Job cuts by U.S.-based employers plunged by 40% in the first half of 2026, compared with the same period last year. That doesn’t mean this is a light year for layoffs, though.
Rather, last year’s job-loss total in the January-June 2025 period — 744,308 — was a mainly government-driven outlier. In fact, this year’s 443,604 cuts represented the second highest first-half total since 2020, according to a new jobs report from Challenger, Gray & Christmas.
In the most recent full month, June, layoffs were down 53% from last year. That was similar to last year and typical of summer months, noted Andy Challenger, workplace expert and chief revenue officer for the outplacement and executive coaching firm.

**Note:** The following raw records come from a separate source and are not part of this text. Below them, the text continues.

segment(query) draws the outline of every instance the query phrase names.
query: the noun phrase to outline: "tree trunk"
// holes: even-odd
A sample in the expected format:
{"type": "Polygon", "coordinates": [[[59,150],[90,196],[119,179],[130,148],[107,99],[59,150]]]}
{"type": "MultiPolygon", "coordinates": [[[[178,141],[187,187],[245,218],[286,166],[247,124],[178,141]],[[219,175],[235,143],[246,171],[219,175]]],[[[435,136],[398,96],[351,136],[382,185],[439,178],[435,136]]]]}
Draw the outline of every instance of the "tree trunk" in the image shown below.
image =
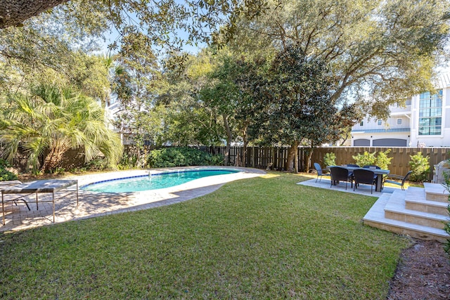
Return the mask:
{"type": "Polygon", "coordinates": [[[312,157],[312,153],[314,150],[314,146],[311,146],[311,151],[309,151],[309,154],[308,155],[308,159],[307,162],[307,172],[308,171],[308,170],[309,170],[309,169],[311,169],[311,157],[312,157]]]}
{"type": "Polygon", "coordinates": [[[242,162],[242,167],[247,167],[247,146],[248,145],[248,136],[247,135],[247,129],[248,129],[248,124],[244,125],[244,128],[242,131],[242,139],[244,142],[244,145],[242,149],[242,157],[240,161],[242,162]]]}
{"type": "Polygon", "coordinates": [[[19,25],[25,20],[68,1],[1,0],[0,1],[0,29],[19,25]]]}
{"type": "Polygon", "coordinates": [[[298,173],[298,145],[300,143],[295,141],[288,150],[288,159],[285,169],[288,172],[298,173]]]}
{"type": "Polygon", "coordinates": [[[226,131],[226,147],[225,148],[225,165],[230,165],[230,148],[231,148],[231,141],[233,137],[231,136],[231,129],[230,129],[230,125],[228,123],[228,116],[225,114],[222,115],[224,118],[224,125],[225,126],[225,131],[226,131]]]}
{"type": "Polygon", "coordinates": [[[56,145],[51,148],[50,152],[45,157],[44,164],[41,168],[41,171],[44,173],[49,173],[54,171],[63,160],[64,153],[69,150],[69,148],[64,145],[56,145]]]}

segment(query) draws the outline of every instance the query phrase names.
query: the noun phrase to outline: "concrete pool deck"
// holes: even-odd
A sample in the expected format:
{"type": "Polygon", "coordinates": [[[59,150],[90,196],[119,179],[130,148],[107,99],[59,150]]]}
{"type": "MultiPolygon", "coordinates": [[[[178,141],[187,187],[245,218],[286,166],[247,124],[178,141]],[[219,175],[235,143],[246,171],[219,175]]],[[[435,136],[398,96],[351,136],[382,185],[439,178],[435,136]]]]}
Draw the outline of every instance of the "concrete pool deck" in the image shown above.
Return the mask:
{"type": "MultiPolygon", "coordinates": [[[[79,190],[79,205],[77,207],[76,193],[67,195],[65,192],[58,193],[63,197],[55,203],[55,223],[68,221],[95,218],[113,214],[136,211],[165,205],[169,205],[196,198],[217,190],[224,184],[239,179],[257,177],[266,174],[263,170],[251,168],[224,167],[192,167],[150,170],[133,170],[98,173],[79,176],[68,176],[60,179],[77,179],[78,185],[84,185],[112,178],[146,175],[179,170],[195,170],[199,168],[214,169],[232,169],[242,171],[225,175],[217,175],[195,179],[172,188],[147,190],[136,193],[102,193],[79,190]]],[[[74,190],[72,188],[70,190],[74,190]]],[[[5,195],[8,196],[8,195],[5,195]]],[[[50,194],[39,194],[39,199],[46,200],[50,194]]],[[[20,230],[34,227],[53,224],[53,209],[51,202],[39,202],[39,210],[36,209],[35,194],[22,197],[30,205],[31,210],[22,202],[18,205],[8,204],[6,210],[6,224],[0,224],[0,231],[20,230]]],[[[5,200],[10,199],[7,197],[5,200]]]]}

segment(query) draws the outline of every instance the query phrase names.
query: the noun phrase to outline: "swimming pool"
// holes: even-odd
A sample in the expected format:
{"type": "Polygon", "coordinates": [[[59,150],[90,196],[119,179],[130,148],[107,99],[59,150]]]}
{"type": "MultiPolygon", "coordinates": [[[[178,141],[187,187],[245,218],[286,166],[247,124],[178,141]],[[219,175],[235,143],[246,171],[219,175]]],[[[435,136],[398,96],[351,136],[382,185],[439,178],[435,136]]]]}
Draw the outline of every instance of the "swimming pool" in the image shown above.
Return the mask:
{"type": "Polygon", "coordinates": [[[184,170],[97,181],[81,187],[101,193],[131,193],[170,188],[195,179],[239,172],[234,169],[184,170]]]}

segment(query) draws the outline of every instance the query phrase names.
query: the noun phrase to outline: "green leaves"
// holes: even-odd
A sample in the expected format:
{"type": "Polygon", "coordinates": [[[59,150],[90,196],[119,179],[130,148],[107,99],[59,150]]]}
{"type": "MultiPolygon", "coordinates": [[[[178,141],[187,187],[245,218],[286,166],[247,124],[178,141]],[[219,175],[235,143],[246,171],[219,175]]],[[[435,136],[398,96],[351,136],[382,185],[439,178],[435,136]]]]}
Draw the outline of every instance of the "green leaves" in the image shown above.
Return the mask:
{"type": "Polygon", "coordinates": [[[8,145],[10,159],[20,146],[34,173],[47,171],[58,166],[65,151],[84,147],[86,160],[102,152],[110,163],[118,162],[121,141],[108,129],[104,111],[95,100],[56,86],[36,86],[30,92],[12,95],[10,101],[19,105],[4,115],[8,122],[0,131],[1,141],[8,145]],[[46,153],[44,165],[39,165],[46,153]],[[53,160],[47,161],[52,155],[53,160]]]}

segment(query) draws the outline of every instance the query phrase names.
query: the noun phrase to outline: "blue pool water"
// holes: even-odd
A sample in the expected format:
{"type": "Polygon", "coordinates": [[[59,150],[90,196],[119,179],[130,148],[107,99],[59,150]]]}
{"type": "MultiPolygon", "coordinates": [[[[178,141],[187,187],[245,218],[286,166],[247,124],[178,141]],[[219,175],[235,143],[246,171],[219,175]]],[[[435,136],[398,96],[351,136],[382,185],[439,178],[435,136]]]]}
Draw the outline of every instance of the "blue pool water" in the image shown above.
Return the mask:
{"type": "Polygon", "coordinates": [[[82,187],[84,190],[102,193],[139,192],[179,185],[194,179],[237,173],[236,170],[192,170],[160,173],[99,181],[82,187]]]}

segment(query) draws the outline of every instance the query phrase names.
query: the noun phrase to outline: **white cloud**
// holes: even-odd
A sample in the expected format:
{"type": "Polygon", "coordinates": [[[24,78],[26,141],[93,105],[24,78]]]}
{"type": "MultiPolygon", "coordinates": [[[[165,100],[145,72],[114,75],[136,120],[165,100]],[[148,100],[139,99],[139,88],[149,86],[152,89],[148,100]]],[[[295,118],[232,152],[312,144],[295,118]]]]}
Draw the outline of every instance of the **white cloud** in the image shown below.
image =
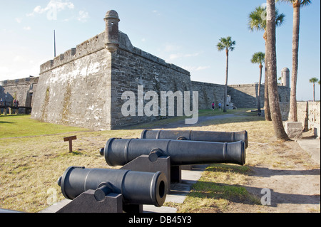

Despite the overall decrease in job cuts this year, the technology sector is moving in the opposite direction, and with gusto. Tech firms announced 15,503 cuts in June for a first-half total of 139,156, up a steep 83% from last year.
According to the report, artificial intelligence led all reasons for job cuts, with 101,743 in this year’s first half, representing 23% of all cuts; the proportion rose to 31% in June. The second-most-common reason was market and economic conditions.
“Artificial intelligence continues to reshape how companies think about headcount,” said Challenger in the report. “AI is the dominant force as companies are restructuring around it, automating roles and reallocating budgets toward new capabilities. The sector is being reshaped in real time.”
After technology, the next sectors on the hit list were transportation (40,970), healthcare (33,175), services (2,361), and government. The latter was responsible for 288,628 job losses in last year’s first half but a comparative trickle (17,790) in 2026.
Regionally, the Western U.S. led the way with 183,400 layoffs in this year’s first half, slightly more than a year earlier. The East, which lost 421,330 jobs in early 2025, pared that number to 90,495 this year. Even the South, with 102,518, is outpacing the East this year.
Meanwhile, along with the decrease in job cuts this year, there’s been an uptick in hiring plans. In the first half, employers announced plans to hire 91,045 workers, up 10% from a year ago. The increase reverses the trend since 2020.
What the workforce will look like by year-end may depend much on what happens in September and October, which are usually the leading months for hiring. Over the last two years, U.S. employers announced plans in those months for just over 400,000 hirings in 2025 and about 670,000 in 2024.